One-Third Of Young Adults Vulnerable To Severe COVID-19: Study

The researchers, led by first author Sally Adams, PhD, of the UCSF Division of Adolescent and Young Adult Medicine, determined vulnerability by referencing indicators identified by the U.S. Centers for Disease Control and Prevention (CDC).

As the deadly coronavirus is relatively new, researchers are still getting to learn a lot about this disease. Now a new study has found that youths may not be as safe from the deadly COVID-19 as thought earlier. The study conducted by the University of California – San Francisco (UCSF) found that a third of all young adults are now vulnerable to severe COVID-19 complications.

Researchers at UCSF Benioff Children’s Hospitals studied data drawn from 8,400 men and women aged 18 to 25. The results reveal more than 30 percent of that age group have a “medical vulnerability” to coronavirus.

The impact of smoking surpassed other less common risks, the UCSF researchers reported in their study, which publishes in the Journal of Adolescent Health on July 13, 2020.

The researchers, led by first author Sally Adams, PhD, of the UCSF Division of Adolescent and Young Adult Medicine, determined vulnerability by referencing indicators identified by the U.S. Centers for Disease Control and Prevention (CDC).

“Recent evidence indicates that smoking is associated with a higher likelihood of COVID-19 progression, including increased illness severity, ICU admission, or death,” said Adams. “Smoking may have significant effects on young adults, who typically have low rates for most chronic diseases.”
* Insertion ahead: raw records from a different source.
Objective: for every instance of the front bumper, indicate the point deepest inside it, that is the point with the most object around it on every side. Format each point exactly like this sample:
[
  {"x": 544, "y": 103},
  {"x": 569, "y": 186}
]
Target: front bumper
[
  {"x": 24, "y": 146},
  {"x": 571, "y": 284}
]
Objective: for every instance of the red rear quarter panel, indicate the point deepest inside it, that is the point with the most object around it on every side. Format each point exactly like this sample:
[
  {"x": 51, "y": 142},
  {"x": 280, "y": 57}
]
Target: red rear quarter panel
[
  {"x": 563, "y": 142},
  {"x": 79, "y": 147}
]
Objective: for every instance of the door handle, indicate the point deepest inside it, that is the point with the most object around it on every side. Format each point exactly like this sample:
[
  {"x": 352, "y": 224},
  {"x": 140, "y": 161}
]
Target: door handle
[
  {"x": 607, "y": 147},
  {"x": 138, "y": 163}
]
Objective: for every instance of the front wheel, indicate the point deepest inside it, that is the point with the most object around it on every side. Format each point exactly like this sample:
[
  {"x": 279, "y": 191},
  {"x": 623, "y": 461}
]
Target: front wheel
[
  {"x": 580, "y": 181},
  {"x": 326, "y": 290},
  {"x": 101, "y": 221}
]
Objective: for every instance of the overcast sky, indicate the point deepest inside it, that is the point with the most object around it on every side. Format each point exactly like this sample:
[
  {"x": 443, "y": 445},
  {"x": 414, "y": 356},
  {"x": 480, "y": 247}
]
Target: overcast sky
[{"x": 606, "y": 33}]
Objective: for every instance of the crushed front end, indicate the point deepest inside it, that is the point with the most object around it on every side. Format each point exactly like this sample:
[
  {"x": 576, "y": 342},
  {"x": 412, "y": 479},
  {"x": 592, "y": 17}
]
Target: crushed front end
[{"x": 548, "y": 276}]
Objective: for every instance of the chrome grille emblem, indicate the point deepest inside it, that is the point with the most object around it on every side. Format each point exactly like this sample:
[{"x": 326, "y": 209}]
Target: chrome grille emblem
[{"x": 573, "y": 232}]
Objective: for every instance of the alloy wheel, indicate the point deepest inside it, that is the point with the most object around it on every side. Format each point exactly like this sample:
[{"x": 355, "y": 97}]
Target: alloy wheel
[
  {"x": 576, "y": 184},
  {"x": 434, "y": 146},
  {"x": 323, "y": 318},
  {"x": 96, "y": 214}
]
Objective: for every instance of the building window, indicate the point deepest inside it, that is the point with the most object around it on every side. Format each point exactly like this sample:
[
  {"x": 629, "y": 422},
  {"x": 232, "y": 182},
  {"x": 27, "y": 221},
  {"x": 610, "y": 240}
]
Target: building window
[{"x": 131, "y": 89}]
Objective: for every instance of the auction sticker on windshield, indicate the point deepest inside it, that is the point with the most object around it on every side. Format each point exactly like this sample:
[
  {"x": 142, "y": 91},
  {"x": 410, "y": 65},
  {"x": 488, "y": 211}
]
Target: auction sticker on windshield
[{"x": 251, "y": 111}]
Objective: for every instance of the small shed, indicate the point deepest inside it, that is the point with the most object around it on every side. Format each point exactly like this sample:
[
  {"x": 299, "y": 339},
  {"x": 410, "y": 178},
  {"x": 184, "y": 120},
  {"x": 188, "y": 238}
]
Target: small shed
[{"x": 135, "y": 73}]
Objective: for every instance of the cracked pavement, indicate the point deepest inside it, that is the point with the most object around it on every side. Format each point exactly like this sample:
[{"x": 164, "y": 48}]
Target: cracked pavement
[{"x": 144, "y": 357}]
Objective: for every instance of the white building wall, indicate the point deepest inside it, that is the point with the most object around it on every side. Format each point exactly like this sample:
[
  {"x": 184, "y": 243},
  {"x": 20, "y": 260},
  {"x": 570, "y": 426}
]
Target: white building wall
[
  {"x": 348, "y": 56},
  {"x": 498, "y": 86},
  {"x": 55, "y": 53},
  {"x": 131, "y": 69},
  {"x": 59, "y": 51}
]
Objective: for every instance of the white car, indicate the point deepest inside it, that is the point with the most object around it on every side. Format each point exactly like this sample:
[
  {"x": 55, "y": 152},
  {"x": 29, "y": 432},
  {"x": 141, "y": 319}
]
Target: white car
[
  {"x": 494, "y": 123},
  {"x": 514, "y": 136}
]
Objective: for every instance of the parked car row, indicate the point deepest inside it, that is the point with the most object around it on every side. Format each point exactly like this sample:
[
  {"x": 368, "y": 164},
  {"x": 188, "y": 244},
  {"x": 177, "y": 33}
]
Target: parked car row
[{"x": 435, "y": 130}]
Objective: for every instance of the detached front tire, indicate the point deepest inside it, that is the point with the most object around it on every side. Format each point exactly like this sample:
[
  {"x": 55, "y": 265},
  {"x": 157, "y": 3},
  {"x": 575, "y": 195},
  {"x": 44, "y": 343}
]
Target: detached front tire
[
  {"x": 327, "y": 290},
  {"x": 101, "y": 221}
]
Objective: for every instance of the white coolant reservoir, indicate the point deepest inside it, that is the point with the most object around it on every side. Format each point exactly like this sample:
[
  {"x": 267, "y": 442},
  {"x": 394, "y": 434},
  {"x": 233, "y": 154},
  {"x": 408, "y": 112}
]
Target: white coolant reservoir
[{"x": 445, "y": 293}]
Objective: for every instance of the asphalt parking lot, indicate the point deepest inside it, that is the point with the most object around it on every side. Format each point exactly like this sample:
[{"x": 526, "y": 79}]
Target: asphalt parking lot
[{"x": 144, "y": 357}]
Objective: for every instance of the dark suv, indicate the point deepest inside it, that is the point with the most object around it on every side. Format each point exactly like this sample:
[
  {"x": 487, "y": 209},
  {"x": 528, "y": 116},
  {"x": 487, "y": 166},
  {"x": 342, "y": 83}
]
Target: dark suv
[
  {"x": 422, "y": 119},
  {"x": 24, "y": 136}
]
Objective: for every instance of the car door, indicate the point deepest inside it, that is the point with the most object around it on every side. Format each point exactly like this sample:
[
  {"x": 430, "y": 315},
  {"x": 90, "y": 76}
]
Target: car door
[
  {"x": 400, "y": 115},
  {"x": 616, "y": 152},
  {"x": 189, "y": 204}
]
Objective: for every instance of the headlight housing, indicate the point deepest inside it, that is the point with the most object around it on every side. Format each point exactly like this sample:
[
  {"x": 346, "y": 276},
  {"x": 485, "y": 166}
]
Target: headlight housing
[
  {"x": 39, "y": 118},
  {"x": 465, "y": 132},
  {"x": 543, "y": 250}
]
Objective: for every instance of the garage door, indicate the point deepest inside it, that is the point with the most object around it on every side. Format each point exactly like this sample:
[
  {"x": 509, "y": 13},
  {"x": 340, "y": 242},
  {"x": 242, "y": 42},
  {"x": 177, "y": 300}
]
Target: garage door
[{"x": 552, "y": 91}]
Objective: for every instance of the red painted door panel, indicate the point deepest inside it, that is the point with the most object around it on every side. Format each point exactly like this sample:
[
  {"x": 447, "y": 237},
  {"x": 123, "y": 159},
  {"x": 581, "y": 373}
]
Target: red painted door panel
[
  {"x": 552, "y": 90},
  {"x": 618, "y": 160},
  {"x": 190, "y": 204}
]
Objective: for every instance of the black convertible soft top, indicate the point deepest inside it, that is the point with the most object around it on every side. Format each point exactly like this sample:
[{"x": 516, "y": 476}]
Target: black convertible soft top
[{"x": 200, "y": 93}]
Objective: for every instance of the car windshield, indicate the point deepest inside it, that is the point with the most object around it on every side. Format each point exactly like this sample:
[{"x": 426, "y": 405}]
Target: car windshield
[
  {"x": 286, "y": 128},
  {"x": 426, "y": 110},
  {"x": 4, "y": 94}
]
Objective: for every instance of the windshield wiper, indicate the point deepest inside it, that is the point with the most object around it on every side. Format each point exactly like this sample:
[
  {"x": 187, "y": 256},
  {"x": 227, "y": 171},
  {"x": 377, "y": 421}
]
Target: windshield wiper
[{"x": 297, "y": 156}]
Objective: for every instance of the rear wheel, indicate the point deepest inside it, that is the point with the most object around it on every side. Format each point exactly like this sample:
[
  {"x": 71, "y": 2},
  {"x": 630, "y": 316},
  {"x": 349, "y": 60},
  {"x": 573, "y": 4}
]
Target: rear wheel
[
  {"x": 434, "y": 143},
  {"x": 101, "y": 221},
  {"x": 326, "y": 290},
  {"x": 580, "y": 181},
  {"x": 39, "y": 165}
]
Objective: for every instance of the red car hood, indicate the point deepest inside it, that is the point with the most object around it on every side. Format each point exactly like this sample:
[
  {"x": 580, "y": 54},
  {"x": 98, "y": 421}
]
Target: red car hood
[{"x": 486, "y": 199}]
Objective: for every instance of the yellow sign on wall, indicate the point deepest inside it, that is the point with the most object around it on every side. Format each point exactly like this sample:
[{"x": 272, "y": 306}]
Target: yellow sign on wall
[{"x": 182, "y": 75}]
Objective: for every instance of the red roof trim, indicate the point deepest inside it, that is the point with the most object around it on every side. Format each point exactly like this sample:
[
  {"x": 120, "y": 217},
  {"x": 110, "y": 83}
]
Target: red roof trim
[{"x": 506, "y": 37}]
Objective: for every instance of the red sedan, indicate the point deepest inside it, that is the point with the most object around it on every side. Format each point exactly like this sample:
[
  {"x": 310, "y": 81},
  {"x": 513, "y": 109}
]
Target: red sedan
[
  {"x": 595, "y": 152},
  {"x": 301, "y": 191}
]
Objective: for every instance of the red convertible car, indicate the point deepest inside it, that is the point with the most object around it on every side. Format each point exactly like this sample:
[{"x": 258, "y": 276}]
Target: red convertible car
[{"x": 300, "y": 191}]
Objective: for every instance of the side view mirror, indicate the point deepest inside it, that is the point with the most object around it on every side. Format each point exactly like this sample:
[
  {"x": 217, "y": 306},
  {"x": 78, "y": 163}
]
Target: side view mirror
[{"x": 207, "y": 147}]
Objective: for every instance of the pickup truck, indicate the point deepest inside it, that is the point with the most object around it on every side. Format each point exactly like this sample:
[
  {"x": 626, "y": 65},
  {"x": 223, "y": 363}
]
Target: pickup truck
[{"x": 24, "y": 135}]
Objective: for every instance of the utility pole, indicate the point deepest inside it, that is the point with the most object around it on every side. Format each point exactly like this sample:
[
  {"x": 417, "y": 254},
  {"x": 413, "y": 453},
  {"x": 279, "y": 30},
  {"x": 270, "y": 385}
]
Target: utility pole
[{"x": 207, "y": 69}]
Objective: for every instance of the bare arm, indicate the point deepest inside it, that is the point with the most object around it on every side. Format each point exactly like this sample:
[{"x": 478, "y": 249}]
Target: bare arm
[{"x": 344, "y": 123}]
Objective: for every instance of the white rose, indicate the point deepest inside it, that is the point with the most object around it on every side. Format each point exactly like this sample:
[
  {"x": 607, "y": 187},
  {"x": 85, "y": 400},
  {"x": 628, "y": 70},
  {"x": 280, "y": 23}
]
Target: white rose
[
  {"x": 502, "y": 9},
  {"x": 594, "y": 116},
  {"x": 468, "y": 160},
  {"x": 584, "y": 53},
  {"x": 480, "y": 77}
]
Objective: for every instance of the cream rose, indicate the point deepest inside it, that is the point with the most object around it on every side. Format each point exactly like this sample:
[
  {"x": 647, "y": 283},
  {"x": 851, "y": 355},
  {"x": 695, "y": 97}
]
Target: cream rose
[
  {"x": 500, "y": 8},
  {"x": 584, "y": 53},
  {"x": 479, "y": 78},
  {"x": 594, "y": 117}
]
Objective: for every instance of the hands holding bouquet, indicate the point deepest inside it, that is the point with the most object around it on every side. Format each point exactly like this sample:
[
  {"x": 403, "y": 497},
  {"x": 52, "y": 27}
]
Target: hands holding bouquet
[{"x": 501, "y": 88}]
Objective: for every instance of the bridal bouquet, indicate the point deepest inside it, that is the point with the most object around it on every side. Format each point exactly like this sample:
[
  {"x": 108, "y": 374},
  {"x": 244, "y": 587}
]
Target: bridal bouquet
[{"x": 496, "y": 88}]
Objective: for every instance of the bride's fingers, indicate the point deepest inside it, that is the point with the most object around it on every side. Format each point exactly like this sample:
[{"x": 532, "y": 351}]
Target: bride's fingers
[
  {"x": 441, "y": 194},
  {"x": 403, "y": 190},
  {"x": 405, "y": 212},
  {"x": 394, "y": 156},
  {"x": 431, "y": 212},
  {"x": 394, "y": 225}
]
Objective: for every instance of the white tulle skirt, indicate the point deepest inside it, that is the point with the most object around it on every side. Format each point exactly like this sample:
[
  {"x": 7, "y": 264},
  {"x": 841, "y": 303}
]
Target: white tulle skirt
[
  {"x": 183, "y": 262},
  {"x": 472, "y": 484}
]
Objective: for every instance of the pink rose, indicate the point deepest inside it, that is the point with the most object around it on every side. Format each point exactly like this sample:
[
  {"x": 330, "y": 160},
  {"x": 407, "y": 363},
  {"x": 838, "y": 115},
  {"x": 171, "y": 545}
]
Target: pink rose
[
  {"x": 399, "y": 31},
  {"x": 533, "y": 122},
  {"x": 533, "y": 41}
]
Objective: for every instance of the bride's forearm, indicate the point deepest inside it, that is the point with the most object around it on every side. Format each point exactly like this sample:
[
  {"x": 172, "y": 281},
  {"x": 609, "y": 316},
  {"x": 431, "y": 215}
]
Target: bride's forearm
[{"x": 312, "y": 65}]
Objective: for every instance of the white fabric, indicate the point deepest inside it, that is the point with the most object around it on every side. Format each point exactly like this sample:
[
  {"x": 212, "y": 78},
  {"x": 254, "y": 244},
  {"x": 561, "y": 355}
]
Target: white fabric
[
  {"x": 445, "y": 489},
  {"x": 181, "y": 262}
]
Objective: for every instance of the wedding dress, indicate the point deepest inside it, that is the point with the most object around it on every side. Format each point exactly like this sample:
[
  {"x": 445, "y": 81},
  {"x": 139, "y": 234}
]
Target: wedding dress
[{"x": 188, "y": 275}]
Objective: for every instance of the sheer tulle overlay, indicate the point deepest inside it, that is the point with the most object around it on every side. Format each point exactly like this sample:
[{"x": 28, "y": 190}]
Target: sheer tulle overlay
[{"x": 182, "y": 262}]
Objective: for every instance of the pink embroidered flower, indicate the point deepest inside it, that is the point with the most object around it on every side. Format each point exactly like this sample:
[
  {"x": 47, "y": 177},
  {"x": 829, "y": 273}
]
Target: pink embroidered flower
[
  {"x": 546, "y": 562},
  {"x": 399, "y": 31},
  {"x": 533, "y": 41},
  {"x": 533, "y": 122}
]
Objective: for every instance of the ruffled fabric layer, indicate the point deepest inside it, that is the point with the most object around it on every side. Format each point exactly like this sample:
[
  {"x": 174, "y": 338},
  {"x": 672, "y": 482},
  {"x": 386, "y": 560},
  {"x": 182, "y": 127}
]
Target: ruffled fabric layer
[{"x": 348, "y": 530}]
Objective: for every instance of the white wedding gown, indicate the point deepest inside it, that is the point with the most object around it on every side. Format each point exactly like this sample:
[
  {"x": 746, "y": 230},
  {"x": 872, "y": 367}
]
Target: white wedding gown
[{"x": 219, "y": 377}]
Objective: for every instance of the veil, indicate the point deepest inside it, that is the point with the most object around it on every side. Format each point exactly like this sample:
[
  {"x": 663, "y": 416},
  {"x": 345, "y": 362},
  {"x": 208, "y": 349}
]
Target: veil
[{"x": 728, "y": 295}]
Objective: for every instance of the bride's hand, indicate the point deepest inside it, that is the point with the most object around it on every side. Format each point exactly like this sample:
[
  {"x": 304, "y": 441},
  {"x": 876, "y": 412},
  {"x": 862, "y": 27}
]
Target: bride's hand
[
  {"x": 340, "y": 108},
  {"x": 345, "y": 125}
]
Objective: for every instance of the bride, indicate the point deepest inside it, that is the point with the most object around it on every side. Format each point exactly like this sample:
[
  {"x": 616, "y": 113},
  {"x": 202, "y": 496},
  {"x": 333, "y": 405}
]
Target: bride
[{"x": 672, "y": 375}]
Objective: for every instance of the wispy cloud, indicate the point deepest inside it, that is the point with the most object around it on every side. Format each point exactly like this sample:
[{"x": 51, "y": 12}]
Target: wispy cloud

Recent research also shows that young adults are starting to smoke at higher rates than adolescents, a reversal of previous trends, she noted.

The study, which used data from the National Health Interview Survey, found that over the previous 30 days, 10.9 per cent had smoked a cigarette, 4.5 per cent had smoked a cigar product and 7.2 per cent had smoked an e-cigarette. The number of smokers – 1,664 or 19.8 per cent – was higher than the number of people with asthma (8.6 per cent), obesity (3 per cent) and immune disorders (2.4 per cent). Additionally, 1.2 per cent had diabetes, 0.6 per cent had a liver condition and 0.5 per cent had a heart condition.